Too wild to ignore for the rest
Most equity funds in Argentina's ADRs are bench-marked to indices like MSCI EM, MSCI EM LatAm or MSCI FEM, and have to deal with daily liquidity requirements. With Argentina's non-trivial weigh in these indices (eg this is not too-small-to-care-about Pakistan), its easy access via ADRs (this is not too-at-risk-of-trapped-capital Nigeria circa 2015) and with performance swinging around so violently it is hard to simply ignore it (Argentina accounts for approximately 20bps of MSCI EM, 470bps of MSCI FEM and 170bps of MSCI LatAm).
It hurts too much on the downside (in a falling market) for funds that have to be responsive to redemptions at any time. And it hurts too much on the upside (in a rising market) for funds that are underweight relative to their benchmark (and then find themselves having to chase even harder to rebuild to an equal weight when that weight itself keeps increasing).

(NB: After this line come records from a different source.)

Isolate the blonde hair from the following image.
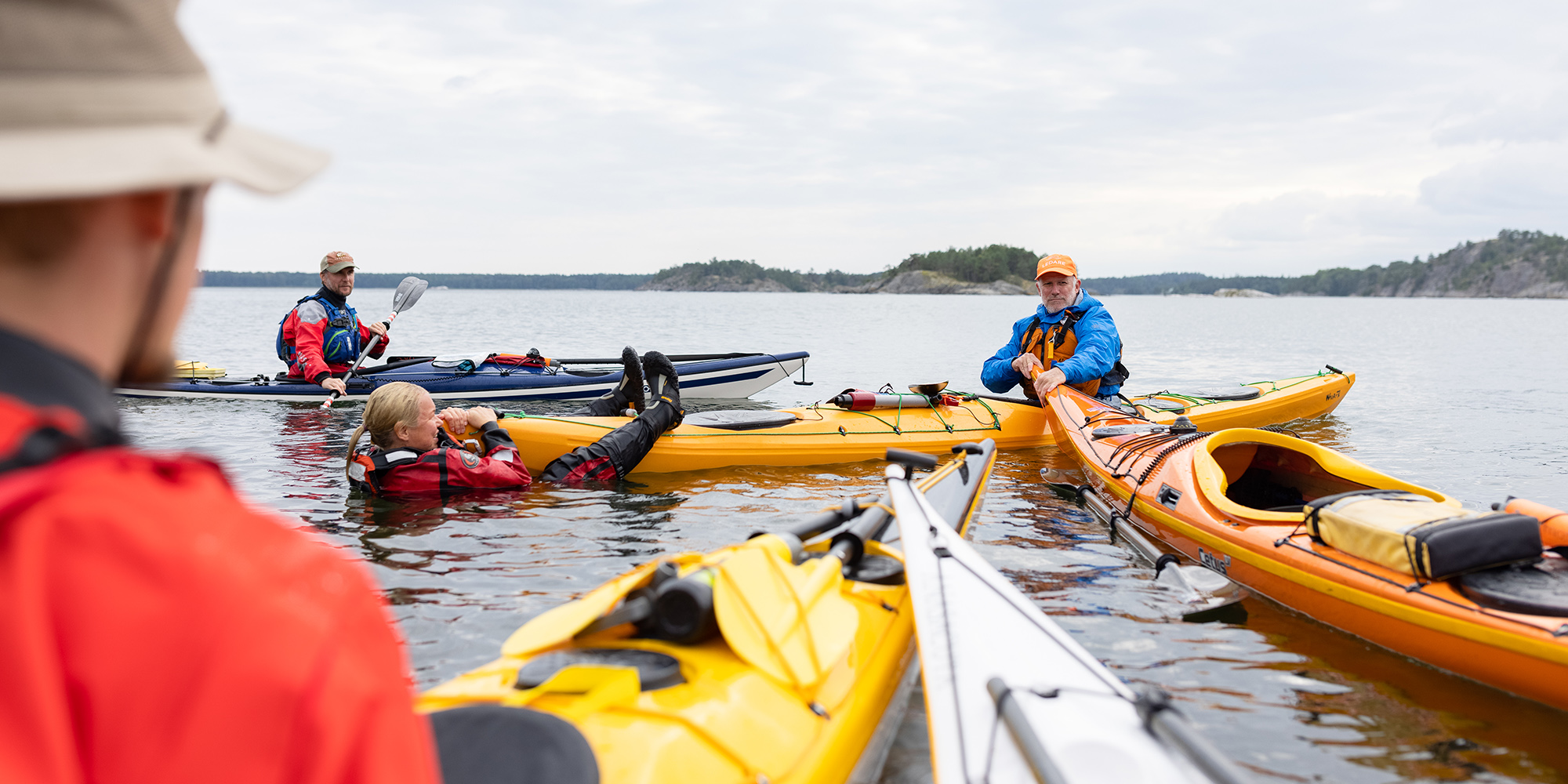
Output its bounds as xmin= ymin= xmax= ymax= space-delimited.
xmin=343 ymin=381 xmax=425 ymax=470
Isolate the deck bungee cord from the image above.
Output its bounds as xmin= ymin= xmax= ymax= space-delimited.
xmin=500 ymin=397 xmax=1002 ymax=439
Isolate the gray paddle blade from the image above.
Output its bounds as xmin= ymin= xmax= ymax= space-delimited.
xmin=392 ymin=274 xmax=430 ymax=314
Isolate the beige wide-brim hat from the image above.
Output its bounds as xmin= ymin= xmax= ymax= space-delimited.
xmin=0 ymin=0 xmax=328 ymax=201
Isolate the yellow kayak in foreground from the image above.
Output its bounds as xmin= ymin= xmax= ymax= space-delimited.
xmin=500 ymin=370 xmax=1356 ymax=474
xmin=419 ymin=442 xmax=996 ymax=784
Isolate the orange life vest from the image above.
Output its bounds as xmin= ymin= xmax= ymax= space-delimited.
xmin=1019 ymin=310 xmax=1099 ymax=398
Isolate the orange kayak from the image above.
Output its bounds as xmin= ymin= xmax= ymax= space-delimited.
xmin=492 ymin=370 xmax=1356 ymax=474
xmin=1047 ymin=387 xmax=1568 ymax=709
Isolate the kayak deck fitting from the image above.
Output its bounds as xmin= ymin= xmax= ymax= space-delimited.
xmin=1049 ymin=390 xmax=1568 ymax=707
xmin=114 ymin=351 xmax=811 ymax=401
xmin=492 ymin=370 xmax=1355 ymax=474
xmin=419 ymin=442 xmax=996 ymax=784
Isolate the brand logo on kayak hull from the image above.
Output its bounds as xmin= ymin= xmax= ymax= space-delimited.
xmin=1198 ymin=547 xmax=1231 ymax=577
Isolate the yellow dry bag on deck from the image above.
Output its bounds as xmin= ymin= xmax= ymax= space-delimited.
xmin=1306 ymin=489 xmax=1541 ymax=580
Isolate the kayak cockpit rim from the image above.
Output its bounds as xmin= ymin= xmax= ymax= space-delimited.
xmin=1192 ymin=428 xmax=1458 ymax=525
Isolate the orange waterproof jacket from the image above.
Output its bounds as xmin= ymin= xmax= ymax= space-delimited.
xmin=0 ymin=342 xmax=439 ymax=784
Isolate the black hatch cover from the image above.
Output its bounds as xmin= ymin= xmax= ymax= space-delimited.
xmin=682 ymin=409 xmax=795 ymax=430
xmin=1178 ymin=386 xmax=1264 ymax=400
xmin=1455 ymin=558 xmax=1568 ymax=616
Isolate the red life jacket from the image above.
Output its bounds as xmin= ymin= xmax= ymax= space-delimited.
xmin=1022 ymin=310 xmax=1127 ymax=400
xmin=0 ymin=395 xmax=439 ymax=784
xmin=348 ymin=439 xmax=533 ymax=494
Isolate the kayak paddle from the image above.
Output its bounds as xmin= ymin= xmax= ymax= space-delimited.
xmin=321 ymin=274 xmax=430 ymax=408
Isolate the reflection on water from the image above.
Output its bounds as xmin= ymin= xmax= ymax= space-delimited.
xmin=122 ymin=290 xmax=1568 ymax=782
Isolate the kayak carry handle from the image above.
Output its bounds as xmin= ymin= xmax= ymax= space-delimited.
xmin=765 ymin=495 xmax=887 ymax=541
xmin=828 ymin=503 xmax=887 ymax=575
xmin=1134 ymin=687 xmax=1250 ymax=784
xmin=985 ymin=677 xmax=1068 ymax=784
xmin=883 ymin=447 xmax=935 ymax=470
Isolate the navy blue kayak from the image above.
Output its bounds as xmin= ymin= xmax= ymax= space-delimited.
xmin=114 ymin=351 xmax=811 ymax=403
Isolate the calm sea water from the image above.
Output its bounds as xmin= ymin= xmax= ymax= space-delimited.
xmin=114 ymin=289 xmax=1568 ymax=782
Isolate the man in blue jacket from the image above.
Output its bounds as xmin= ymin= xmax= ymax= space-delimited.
xmin=980 ymin=254 xmax=1127 ymax=400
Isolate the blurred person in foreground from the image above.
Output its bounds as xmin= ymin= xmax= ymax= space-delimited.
xmin=980 ymin=254 xmax=1127 ymax=400
xmin=278 ymin=251 xmax=387 ymax=395
xmin=0 ymin=0 xmax=439 ymax=784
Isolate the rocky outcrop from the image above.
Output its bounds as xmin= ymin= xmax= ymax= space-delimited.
xmin=1358 ymin=230 xmax=1568 ymax=299
xmin=840 ymin=270 xmax=1030 ymax=295
xmin=637 ymin=274 xmax=790 ymax=292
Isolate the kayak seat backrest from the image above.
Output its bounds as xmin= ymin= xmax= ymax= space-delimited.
xmin=1306 ymin=489 xmax=1541 ymax=580
xmin=1212 ymin=442 xmax=1367 ymax=510
xmin=682 ymin=409 xmax=795 ymax=430
xmin=430 ymin=706 xmax=599 ymax=784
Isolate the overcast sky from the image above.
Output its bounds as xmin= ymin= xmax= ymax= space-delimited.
xmin=182 ymin=0 xmax=1568 ymax=278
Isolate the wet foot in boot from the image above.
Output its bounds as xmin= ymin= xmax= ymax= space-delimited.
xmin=643 ymin=351 xmax=685 ymax=430
xmin=615 ymin=347 xmax=646 ymax=414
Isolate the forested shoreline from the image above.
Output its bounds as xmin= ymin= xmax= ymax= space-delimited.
xmin=202 ymin=229 xmax=1568 ymax=298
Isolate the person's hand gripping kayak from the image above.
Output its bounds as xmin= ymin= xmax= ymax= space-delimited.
xmin=321 ymin=274 xmax=430 ymax=408
xmin=1013 ymin=354 xmax=1068 ymax=400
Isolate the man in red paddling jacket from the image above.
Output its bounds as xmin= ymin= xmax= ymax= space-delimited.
xmin=0 ymin=0 xmax=615 ymax=784
xmin=278 ymin=251 xmax=387 ymax=395
xmin=345 ymin=347 xmax=685 ymax=494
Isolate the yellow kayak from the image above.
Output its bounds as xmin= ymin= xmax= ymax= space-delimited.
xmin=500 ymin=370 xmax=1355 ymax=474
xmin=419 ymin=442 xmax=996 ymax=784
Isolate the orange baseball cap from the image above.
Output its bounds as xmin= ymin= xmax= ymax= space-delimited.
xmin=1035 ymin=252 xmax=1077 ymax=281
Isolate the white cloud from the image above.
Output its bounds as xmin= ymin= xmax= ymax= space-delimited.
xmin=183 ymin=0 xmax=1568 ymax=274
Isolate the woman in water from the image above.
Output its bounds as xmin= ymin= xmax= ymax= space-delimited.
xmin=347 ymin=347 xmax=685 ymax=492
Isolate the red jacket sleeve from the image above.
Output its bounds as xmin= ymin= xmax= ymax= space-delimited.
xmin=0 ymin=448 xmax=439 ymax=784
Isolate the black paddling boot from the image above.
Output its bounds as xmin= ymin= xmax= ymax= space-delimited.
xmin=539 ymin=351 xmax=685 ymax=483
xmin=571 ymin=347 xmax=644 ymax=417
xmin=643 ymin=351 xmax=685 ymax=430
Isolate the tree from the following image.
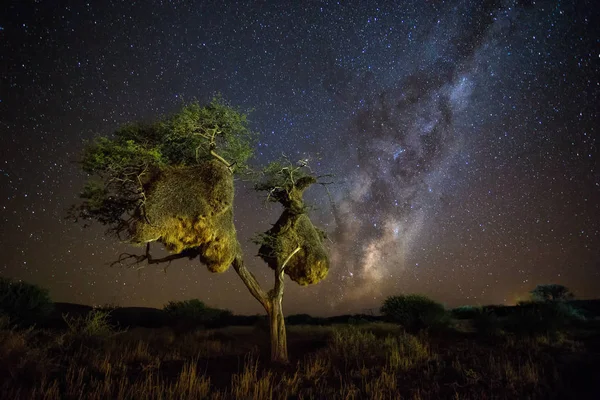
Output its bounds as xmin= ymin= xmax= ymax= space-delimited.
xmin=70 ymin=97 xmax=329 ymax=362
xmin=529 ymin=283 xmax=575 ymax=301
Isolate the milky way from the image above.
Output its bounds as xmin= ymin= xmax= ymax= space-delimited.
xmin=0 ymin=1 xmax=600 ymax=314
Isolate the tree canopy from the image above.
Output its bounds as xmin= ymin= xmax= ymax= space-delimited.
xmin=71 ymin=97 xmax=256 ymax=244
xmin=71 ymin=98 xmax=329 ymax=362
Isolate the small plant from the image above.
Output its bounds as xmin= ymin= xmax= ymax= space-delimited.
xmin=507 ymin=301 xmax=584 ymax=335
xmin=472 ymin=308 xmax=502 ymax=337
xmin=381 ymin=294 xmax=451 ymax=330
xmin=63 ymin=310 xmax=120 ymax=338
xmin=0 ymin=277 xmax=54 ymax=326
xmin=164 ymin=299 xmax=233 ymax=327
xmin=529 ymin=283 xmax=575 ymax=301
xmin=452 ymin=306 xmax=481 ymax=319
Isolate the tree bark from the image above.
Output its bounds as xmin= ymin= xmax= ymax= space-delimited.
xmin=233 ymin=246 xmax=301 ymax=364
xmin=267 ymin=297 xmax=288 ymax=364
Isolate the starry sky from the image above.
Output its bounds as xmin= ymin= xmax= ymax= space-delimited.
xmin=0 ymin=0 xmax=600 ymax=315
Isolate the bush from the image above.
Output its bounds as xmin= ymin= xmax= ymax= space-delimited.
xmin=164 ymin=299 xmax=233 ymax=327
xmin=452 ymin=306 xmax=481 ymax=319
xmin=63 ymin=309 xmax=120 ymax=338
xmin=380 ymin=294 xmax=451 ymax=330
xmin=507 ymin=301 xmax=584 ymax=335
xmin=285 ymin=314 xmax=327 ymax=325
xmin=472 ymin=308 xmax=502 ymax=337
xmin=0 ymin=277 xmax=54 ymax=326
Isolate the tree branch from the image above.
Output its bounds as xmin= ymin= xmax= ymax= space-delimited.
xmin=271 ymin=246 xmax=302 ymax=299
xmin=110 ymin=243 xmax=200 ymax=270
xmin=232 ymin=254 xmax=271 ymax=310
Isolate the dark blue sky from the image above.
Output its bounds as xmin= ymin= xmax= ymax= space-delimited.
xmin=0 ymin=1 xmax=600 ymax=314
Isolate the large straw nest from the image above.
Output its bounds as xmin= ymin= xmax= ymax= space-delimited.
xmin=259 ymin=211 xmax=329 ymax=286
xmin=132 ymin=161 xmax=237 ymax=272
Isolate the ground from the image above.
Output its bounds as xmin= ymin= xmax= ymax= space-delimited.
xmin=0 ymin=312 xmax=600 ymax=399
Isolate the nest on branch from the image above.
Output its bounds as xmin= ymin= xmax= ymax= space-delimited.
xmin=258 ymin=181 xmax=329 ymax=286
xmin=132 ymin=160 xmax=238 ymax=272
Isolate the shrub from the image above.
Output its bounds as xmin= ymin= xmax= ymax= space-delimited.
xmin=381 ymin=294 xmax=451 ymax=330
xmin=0 ymin=277 xmax=54 ymax=326
xmin=507 ymin=301 xmax=584 ymax=335
xmin=529 ymin=283 xmax=575 ymax=301
xmin=472 ymin=308 xmax=502 ymax=337
xmin=63 ymin=309 xmax=120 ymax=338
xmin=285 ymin=314 xmax=327 ymax=325
xmin=452 ymin=306 xmax=481 ymax=319
xmin=164 ymin=299 xmax=233 ymax=327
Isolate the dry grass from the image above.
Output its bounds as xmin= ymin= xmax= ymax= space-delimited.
xmin=0 ymin=324 xmax=597 ymax=399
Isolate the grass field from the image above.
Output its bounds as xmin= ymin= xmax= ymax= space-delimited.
xmin=0 ymin=314 xmax=600 ymax=399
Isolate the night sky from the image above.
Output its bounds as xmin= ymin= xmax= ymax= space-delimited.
xmin=0 ymin=0 xmax=600 ymax=315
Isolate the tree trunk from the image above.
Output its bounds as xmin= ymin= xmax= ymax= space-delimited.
xmin=267 ymin=297 xmax=288 ymax=364
xmin=233 ymin=246 xmax=300 ymax=364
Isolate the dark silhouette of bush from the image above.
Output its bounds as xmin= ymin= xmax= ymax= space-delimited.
xmin=285 ymin=314 xmax=329 ymax=325
xmin=529 ymin=283 xmax=575 ymax=301
xmin=164 ymin=299 xmax=233 ymax=328
xmin=471 ymin=308 xmax=502 ymax=337
xmin=451 ymin=306 xmax=481 ymax=319
xmin=506 ymin=301 xmax=584 ymax=335
xmin=380 ymin=294 xmax=451 ymax=330
xmin=0 ymin=277 xmax=54 ymax=327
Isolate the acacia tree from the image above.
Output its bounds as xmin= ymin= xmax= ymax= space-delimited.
xmin=70 ymin=98 xmax=329 ymax=362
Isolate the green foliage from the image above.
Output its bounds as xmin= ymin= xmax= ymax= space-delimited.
xmin=163 ymin=299 xmax=233 ymax=327
xmin=380 ymin=294 xmax=451 ymax=330
xmin=70 ymin=97 xmax=256 ymax=239
xmin=63 ymin=309 xmax=121 ymax=338
xmin=0 ymin=277 xmax=54 ymax=326
xmin=254 ymin=160 xmax=329 ymax=286
xmin=506 ymin=301 xmax=584 ymax=335
xmin=529 ymin=283 xmax=575 ymax=301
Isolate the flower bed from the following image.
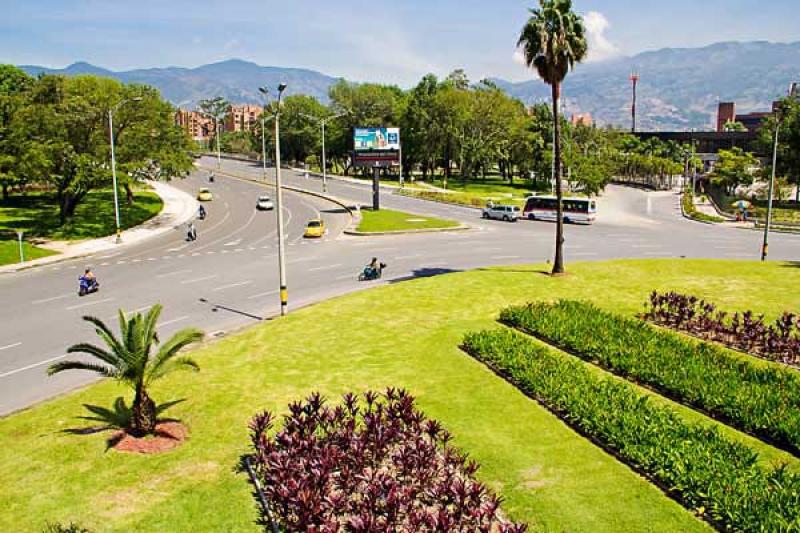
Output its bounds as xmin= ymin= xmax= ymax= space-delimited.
xmin=500 ymin=301 xmax=800 ymax=454
xmin=464 ymin=330 xmax=800 ymax=531
xmin=644 ymin=291 xmax=800 ymax=365
xmin=251 ymin=389 xmax=527 ymax=533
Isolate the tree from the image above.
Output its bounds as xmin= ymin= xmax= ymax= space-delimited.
xmin=711 ymin=147 xmax=758 ymax=195
xmin=47 ymin=304 xmax=203 ymax=437
xmin=517 ymin=0 xmax=588 ymax=274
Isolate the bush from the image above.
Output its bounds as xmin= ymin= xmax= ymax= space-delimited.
xmin=644 ymin=291 xmax=800 ymax=365
xmin=464 ymin=330 xmax=800 ymax=531
xmin=500 ymin=301 xmax=800 ymax=453
xmin=251 ymin=389 xmax=527 ymax=533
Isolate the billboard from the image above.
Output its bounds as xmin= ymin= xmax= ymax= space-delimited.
xmin=353 ymin=128 xmax=400 ymax=167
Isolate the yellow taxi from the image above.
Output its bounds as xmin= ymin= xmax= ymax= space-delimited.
xmin=303 ymin=218 xmax=325 ymax=238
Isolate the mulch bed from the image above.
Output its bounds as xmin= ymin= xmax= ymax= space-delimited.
xmin=109 ymin=422 xmax=189 ymax=454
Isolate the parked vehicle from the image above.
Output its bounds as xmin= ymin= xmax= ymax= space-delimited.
xmin=303 ymin=218 xmax=325 ymax=238
xmin=522 ymin=196 xmax=597 ymax=224
xmin=256 ymin=196 xmax=275 ymax=211
xmin=483 ymin=204 xmax=520 ymax=222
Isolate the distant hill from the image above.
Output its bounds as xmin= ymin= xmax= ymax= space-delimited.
xmin=20 ymin=59 xmax=338 ymax=108
xmin=21 ymin=42 xmax=800 ymax=131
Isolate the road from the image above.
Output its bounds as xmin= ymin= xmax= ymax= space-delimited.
xmin=0 ymin=155 xmax=800 ymax=415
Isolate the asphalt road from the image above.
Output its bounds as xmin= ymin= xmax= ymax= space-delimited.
xmin=0 ymin=159 xmax=800 ymax=415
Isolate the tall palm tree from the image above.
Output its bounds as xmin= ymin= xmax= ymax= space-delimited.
xmin=47 ymin=304 xmax=203 ymax=435
xmin=517 ymin=0 xmax=588 ymax=274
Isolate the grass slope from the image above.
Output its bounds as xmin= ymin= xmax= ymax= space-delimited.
xmin=0 ymin=189 xmax=164 ymax=240
xmin=0 ymin=260 xmax=800 ymax=532
xmin=357 ymin=209 xmax=459 ymax=233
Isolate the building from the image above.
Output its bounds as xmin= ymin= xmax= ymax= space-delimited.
xmin=225 ymin=104 xmax=264 ymax=132
xmin=175 ymin=109 xmax=214 ymax=142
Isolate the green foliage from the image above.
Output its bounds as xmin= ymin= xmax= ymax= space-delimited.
xmin=500 ymin=300 xmax=800 ymax=454
xmin=464 ymin=330 xmax=800 ymax=531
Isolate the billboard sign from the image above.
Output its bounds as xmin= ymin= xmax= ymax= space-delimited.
xmin=353 ymin=128 xmax=400 ymax=167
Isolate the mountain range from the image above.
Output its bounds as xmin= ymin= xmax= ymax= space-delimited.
xmin=21 ymin=41 xmax=800 ymax=131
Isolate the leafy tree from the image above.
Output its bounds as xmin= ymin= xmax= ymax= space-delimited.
xmin=711 ymin=147 xmax=758 ymax=194
xmin=47 ymin=305 xmax=203 ymax=436
xmin=517 ymin=0 xmax=588 ymax=274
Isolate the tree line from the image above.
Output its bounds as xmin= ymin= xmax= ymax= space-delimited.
xmin=0 ymin=65 xmax=193 ymax=223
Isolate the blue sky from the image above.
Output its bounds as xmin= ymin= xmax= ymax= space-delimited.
xmin=0 ymin=0 xmax=800 ymax=86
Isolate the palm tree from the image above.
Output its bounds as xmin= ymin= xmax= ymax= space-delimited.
xmin=47 ymin=304 xmax=203 ymax=436
xmin=517 ymin=0 xmax=588 ymax=274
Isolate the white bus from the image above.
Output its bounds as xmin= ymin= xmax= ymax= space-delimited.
xmin=522 ymin=196 xmax=597 ymax=224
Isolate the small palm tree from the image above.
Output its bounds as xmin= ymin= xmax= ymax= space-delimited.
xmin=47 ymin=305 xmax=203 ymax=436
xmin=517 ymin=0 xmax=588 ymax=274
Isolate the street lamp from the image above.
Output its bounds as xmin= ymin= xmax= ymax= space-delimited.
xmin=761 ymin=83 xmax=800 ymax=261
xmin=258 ymin=83 xmax=288 ymax=316
xmin=108 ymin=96 xmax=142 ymax=244
xmin=300 ymin=112 xmax=346 ymax=192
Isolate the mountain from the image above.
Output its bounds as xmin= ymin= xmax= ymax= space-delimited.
xmin=15 ymin=41 xmax=800 ymax=131
xmin=492 ymin=41 xmax=800 ymax=131
xmin=20 ymin=59 xmax=338 ymax=108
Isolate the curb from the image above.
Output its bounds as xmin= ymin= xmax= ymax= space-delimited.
xmin=0 ymin=182 xmax=197 ymax=275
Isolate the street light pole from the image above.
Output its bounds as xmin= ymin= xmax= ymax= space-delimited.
xmin=108 ymin=96 xmax=142 ymax=244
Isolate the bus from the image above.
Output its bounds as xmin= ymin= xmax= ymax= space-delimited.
xmin=522 ymin=196 xmax=597 ymax=224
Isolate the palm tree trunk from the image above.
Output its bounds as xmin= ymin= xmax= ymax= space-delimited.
xmin=131 ymin=385 xmax=156 ymax=437
xmin=551 ymin=83 xmax=564 ymax=274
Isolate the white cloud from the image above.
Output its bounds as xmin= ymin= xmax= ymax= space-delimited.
xmin=583 ymin=11 xmax=620 ymax=61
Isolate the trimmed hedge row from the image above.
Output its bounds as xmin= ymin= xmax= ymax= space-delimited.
xmin=500 ymin=301 xmax=800 ymax=454
xmin=463 ymin=330 xmax=800 ymax=531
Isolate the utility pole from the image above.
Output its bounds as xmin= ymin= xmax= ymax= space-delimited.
xmin=631 ymin=72 xmax=639 ymax=133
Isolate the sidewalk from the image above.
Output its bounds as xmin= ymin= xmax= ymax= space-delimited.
xmin=0 ymin=181 xmax=197 ymax=274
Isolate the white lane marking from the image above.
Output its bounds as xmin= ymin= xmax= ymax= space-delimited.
xmin=67 ymin=298 xmax=114 ymax=311
xmin=0 ymin=342 xmax=22 ymax=351
xmin=0 ymin=354 xmax=67 ymax=378
xmin=156 ymin=268 xmax=192 ymax=278
xmin=31 ymin=292 xmax=75 ymax=305
xmin=211 ymin=280 xmax=253 ymax=292
xmin=247 ymin=291 xmax=278 ymax=300
xmin=181 ymin=274 xmax=218 ymax=285
xmin=308 ymin=263 xmax=342 ymax=272
xmin=158 ymin=315 xmax=189 ymax=327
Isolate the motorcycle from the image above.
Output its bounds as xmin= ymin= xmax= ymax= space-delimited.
xmin=78 ymin=276 xmax=100 ymax=296
xmin=358 ymin=263 xmax=386 ymax=281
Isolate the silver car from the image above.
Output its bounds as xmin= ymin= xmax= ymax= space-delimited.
xmin=483 ymin=205 xmax=521 ymax=222
xmin=256 ymin=196 xmax=275 ymax=211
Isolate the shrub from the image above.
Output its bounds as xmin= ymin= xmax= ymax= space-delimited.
xmin=501 ymin=301 xmax=800 ymax=453
xmin=250 ymin=389 xmax=527 ymax=533
xmin=464 ymin=330 xmax=800 ymax=531
xmin=644 ymin=291 xmax=800 ymax=365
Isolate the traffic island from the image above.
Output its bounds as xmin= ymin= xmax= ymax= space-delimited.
xmin=345 ymin=209 xmax=469 ymax=235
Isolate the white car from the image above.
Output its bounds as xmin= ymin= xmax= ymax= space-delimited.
xmin=483 ymin=205 xmax=521 ymax=222
xmin=256 ymin=196 xmax=275 ymax=211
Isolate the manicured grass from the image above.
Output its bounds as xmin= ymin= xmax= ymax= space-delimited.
xmin=0 ymin=260 xmax=800 ymax=532
xmin=0 ymin=189 xmax=164 ymax=240
xmin=357 ymin=209 xmax=459 ymax=233
xmin=0 ymin=241 xmax=56 ymax=265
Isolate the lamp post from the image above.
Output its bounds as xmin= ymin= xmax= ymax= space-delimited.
xmin=300 ymin=113 xmax=346 ymax=192
xmin=258 ymin=83 xmax=288 ymax=316
xmin=761 ymin=83 xmax=800 ymax=261
xmin=108 ymin=96 xmax=142 ymax=244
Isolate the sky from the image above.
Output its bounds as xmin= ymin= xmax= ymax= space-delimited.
xmin=0 ymin=0 xmax=800 ymax=87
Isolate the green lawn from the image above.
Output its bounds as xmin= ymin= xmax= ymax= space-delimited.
xmin=0 ymin=260 xmax=800 ymax=532
xmin=0 ymin=189 xmax=164 ymax=240
xmin=0 ymin=241 xmax=56 ymax=266
xmin=357 ymin=209 xmax=460 ymax=233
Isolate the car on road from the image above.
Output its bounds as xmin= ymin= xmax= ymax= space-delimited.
xmin=256 ymin=196 xmax=275 ymax=211
xmin=303 ymin=218 xmax=325 ymax=238
xmin=483 ymin=205 xmax=520 ymax=222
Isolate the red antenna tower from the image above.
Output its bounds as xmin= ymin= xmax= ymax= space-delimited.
xmin=631 ymin=72 xmax=639 ymax=133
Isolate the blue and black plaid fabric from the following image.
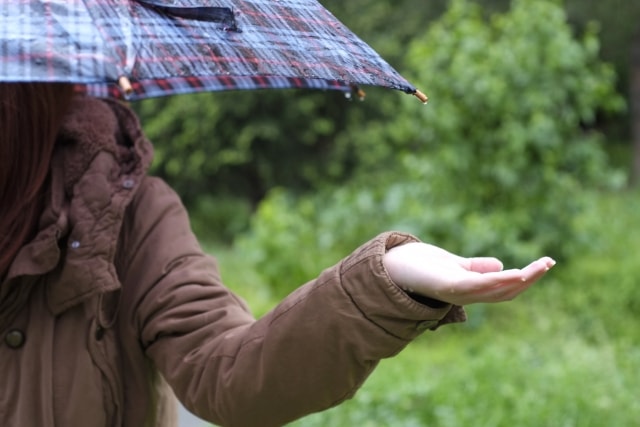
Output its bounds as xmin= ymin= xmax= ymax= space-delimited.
xmin=0 ymin=0 xmax=415 ymax=100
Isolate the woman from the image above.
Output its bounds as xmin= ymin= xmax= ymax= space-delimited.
xmin=0 ymin=84 xmax=554 ymax=427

Therefore, we find most institutional funds that remain invested in Argentina adopt one of two equity strategies: 1) simply buy stocks in proportion to their index weight (ie duck the active fund management decision entirely), or 2) shift to stocks with proportionately less exposure to the domestic economy (IT software developer Globant (GLOB), 90% of its revenues in North America, up 67% ytd in US$ total return terms) and/ or secular growth (e-commerce player Mercado Libre (MELI), 85% of revenues in Latin America ex-Argentina, up 91% ytd), almost irrespective of valuation considerations (Globant is on trailing PE of 55x and Mercado Libre is barely profitable). Until April 2018 (when the latest crisis began in earnest), we encountered a consensus whose quest for relative defence in Argentina also erroneously included supposedly government-guaranteed revenue streams in utilities like Pampa Energia (PAM, down 44% ytd).
If a case can be made that Argentina can get back on the path to sustainable growth, then perhaps these are not the stocks to remain so heavily weighted towards. Put another way, if Argentina ADRs are at all investable, then maybe the very attractive valuations of domestic-focused business models, for example the banks, are due a revisit. Else, perhaps the real, uncomfortable, truth is simply that the entire equity market should not be touched at all (too much macroeconomic uncertainty or too high a valuation for anything relatively insulated from that uncertainty).